Single by Brett Kissel

from the album Started with a Song
- Released: February 2014
- Genre: Country
- Length: 3:35
- Label: Warner Music Canada
- Songwriter(s): Brett Kissel Marv Green Tim Nichols

Brett Kissel singles chronology
| "Raise Your Glass" (2013) | "3-2-1" (2014) | "Tough People Do" (2014) |

= 3-2-1 (Brett Kissel song) =

"3-2-1" is a song recorded by Canadian country music artist Brett Kissel. It was released in February 2014 as the third single from his major label debut album, Started with a Song.

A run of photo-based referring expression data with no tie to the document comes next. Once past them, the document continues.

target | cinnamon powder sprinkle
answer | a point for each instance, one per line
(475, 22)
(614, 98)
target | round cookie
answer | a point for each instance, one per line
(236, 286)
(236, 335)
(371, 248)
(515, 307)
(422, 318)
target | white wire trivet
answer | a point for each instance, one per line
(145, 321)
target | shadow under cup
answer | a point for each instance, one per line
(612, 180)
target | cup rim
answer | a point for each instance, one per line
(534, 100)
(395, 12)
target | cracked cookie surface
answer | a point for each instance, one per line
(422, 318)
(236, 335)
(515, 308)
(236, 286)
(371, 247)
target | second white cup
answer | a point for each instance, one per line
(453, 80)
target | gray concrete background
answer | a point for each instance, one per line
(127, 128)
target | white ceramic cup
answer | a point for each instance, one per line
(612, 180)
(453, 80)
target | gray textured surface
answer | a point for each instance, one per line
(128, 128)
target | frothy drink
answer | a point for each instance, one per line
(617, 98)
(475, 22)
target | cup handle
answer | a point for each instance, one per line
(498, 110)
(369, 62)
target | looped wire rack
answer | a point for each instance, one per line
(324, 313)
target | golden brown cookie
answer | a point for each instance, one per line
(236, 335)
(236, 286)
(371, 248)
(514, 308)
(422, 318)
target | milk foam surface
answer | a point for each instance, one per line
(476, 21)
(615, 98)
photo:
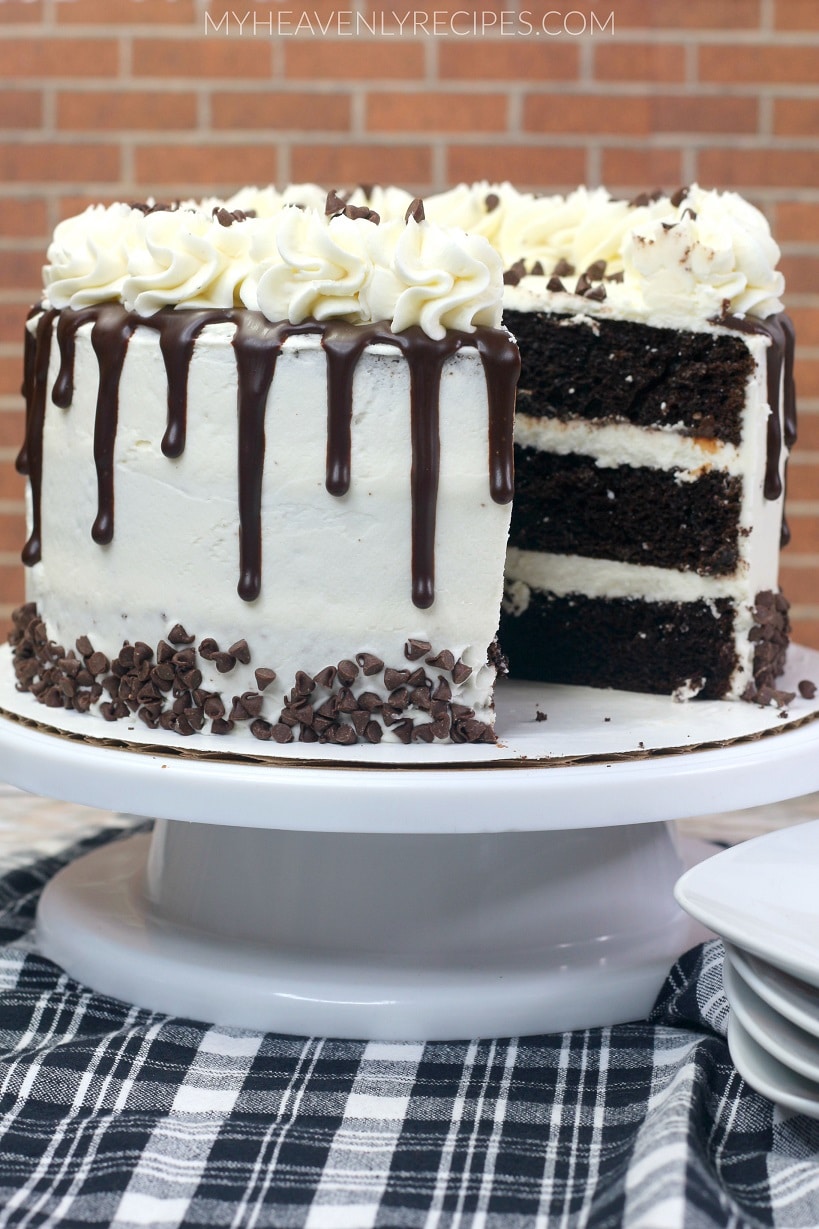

Kissel wrote the song with Marv Green and Tim Nichols.

==Music video==
The music video was directed by Shaun Silva and released on February 24, 2014. It reached number one on the CMT Chevy Top 20 Countdown and won the Canadian Country Music Association award for CMT Video of the Year.

==Chart performance==
"3-2-1" debuted at No. 31 on the Billboard Canada Country chart and peaked No. 3.

| Chart (2014) | Peak position |
|---|---|
| Canada (Canadian Hot 100) | 52 |
| Canada Country (Billboard) | 3 |

==Certifications==

| Region | Certification | Certified units/sales |
| Canada (Music Canada) | Platinum | 80,000^{‡} |
^{‡} Sales+streaming figures based on certification alone.